I know we're all cold, but I can't help feeling that I should get to complain about it because, you know all those reports you've been hearing about central New York lately? That's me. Or almost. I'm very close to all those idiots stuck in eight feet of snow. We don't have eight feet, but we do have more than I ever wanted to see in my entire life. I had to cancel my third tattoo removal appointment in Crapchester on Friday because I didn't think I could make it on the thruway. When does spring arrive in these parts?
I'm headed out tomorrow for the annual Valentine's Day vacation. I always get a little nervous before a trip, I don't know why. I'm spending the week in NYC and I admit to being intimidated by the City itself, so maybe that is part of it. Until last summer when I went to Hawaii, I guess I had never traveled in the US before. (And can you really call working on your tan for three weeks "traveling"?) Maybe these are just leftover jitters from overseas trips, when everything was going to be new and different.

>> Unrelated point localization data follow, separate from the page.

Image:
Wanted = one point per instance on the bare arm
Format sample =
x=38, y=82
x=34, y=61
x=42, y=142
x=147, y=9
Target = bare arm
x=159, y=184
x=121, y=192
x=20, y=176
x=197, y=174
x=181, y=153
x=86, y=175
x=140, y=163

I'm a little stressed about what to pack - I abhor bringing too much luggage and generally travel very, verrrrry light, like one small bag no matter how long I'll be gone. I'm just not sure how to do that and still stay warm and not look like a complete ragamuffin. Here's a secret: it takes a lot of maintenance to appear low-maintenance.
Being single, and more than that, being generally sarcastic and kind of bitchy, I know I'm supposed to hate Valentine's Day, but I just don't. How can you hate a symbol for something so sweet and cuddly and yummy? It's like a 24-hour huge bear hug. Delish. Every year I see all kinds of couples on Valentine's Day and they all make me happy. The miserable couples who can't stand the sight of each other make me happy that I'm single. The blissed-out couples who are so obviously in love make me happy and give me something good to wish for. Plus, I always get flowers and chocolates, and they're always the exact kind that I like. Hmmm. :)
So this week I'm looking forward to being anonymous and just recharging my batteries in a way that only spending time alone can do for me. The agenda includes: multiple shows, including Les Miserables, which is probably the closest thing I have to a religion, art museums, thinking, journaling, soul-searching, pondering, walking, and meeting up with an old grad school buddy to contemplate life and drink beer. Or contemplate beer and drink in life. Whatever. I think it will be a good time.
In my absence, feel free to leave me lots of yummy Valentine's Day love notes. Be good, kids!